Blockwise Flash Kernel for TFLA

Updated 10 December 2025

Blockwise Flash Kernel is a GPU algorithm for efficient computation in linear RNNs using two-level tiling and parallel processing.
It mitigates arithmetic intensity and memory I/O bottlenecks through fused softmax-matmul operations and tunable chunk sizes.
Performance benchmarks show significant speedups over state-of-the-art methods, enhancing both inference and training on modern accelerators.

Tiled Flash Linear Attention (TFLA), commonly referred to as the Blockwise Flash Kernel, is a two-level, sequence-parallel GPU kernel algorithm engineered for efficient computation in linear recurrent neural networks (RNNs) such as matrix-memory LSTMs (mLSTM/xLSTM). TFLA extends the chunkwise-parallel principles of Flash Linear Attention (FLA) by introducing an additional level of fine-grained tiling within each chunk, addressing bottlenecks in arithmetic intensity and memory I/O that hamper the scaling of long-context sequence models. This kernel enables both high arithmetic intensity and arbitrary large chunk sizes, resulting in significant performance improvements over prior state-of-the-art kernels, including Flash Attention, Linear Attention, and Mamba, on modern accelerators (Beck et al., 18 Mar 2025).

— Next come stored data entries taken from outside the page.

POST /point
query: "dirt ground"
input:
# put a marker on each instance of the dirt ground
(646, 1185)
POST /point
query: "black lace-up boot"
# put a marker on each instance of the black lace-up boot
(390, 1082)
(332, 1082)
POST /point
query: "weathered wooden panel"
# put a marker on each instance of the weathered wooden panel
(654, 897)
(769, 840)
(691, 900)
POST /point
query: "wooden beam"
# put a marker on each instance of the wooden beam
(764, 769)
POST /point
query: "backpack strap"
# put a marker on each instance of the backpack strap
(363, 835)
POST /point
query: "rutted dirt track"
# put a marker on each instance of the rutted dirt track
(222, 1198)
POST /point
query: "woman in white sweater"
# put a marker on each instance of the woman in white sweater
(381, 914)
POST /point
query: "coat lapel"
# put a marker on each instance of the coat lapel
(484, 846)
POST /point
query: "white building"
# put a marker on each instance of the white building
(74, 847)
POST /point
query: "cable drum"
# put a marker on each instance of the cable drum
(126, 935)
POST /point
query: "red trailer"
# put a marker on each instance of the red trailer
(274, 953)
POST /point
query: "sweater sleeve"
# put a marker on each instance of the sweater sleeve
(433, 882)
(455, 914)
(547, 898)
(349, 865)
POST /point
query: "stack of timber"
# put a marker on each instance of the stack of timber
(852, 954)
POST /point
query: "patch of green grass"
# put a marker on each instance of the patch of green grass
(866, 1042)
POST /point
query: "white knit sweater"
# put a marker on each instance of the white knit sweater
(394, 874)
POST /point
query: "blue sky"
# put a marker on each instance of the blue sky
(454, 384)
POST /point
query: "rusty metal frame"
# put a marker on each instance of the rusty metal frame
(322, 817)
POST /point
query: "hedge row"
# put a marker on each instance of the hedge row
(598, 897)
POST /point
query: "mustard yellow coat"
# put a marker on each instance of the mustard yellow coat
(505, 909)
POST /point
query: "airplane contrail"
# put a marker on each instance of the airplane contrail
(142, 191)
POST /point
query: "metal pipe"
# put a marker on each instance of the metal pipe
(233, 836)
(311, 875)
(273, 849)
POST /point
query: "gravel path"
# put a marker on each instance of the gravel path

1. Mathematical Formulation

TFLA generalizes to any linear RNN with gating, but is illustrated concretely for the mLSTM/xLSTM cell. At each timestep $t$ , the cell maintains:

Hidden state $h_t \in \mathbb{R}^d$
Matrix memory $M_t \in \mathbb{R}^{d_q \times d}$
Per-timestep scalar gates: $i_t$ (input), $f_t$ (forget), with optional output gate $o_t$

For the standard "mLSTMexp" recurrence with exponential input gate, the update equations are: $m_t = \max\left(\log \sigma(\tilde f_t) + m_{t-1},\; \tilde i_t\right)$

$f_t = \exp\left(\log \sigma(\tilde f_t) + m_{t-1} - m_t\right), \quad i_t = \exp\left(\tilde i_t - m_t\right)$

$M_t = f_t \cdot M_{t-1} + i_t \cdot (k_t v_t^\top)$

$\tilde h_t = M_t^\top (q_t/\sqrt{d_q}), \quad h_t = \sigma(\tilde o_t) \odot \mathrm{NORM}(\tilde h_t)$

where $\sigma$ denotes the sigmoid, and $\mathrm{NORM}(\cdot)$ is either RMS- or Layer-Norm. The running max-state $m_t$ stabilizes the exp-input gate, ensuring numerical safety analogous to the softmax.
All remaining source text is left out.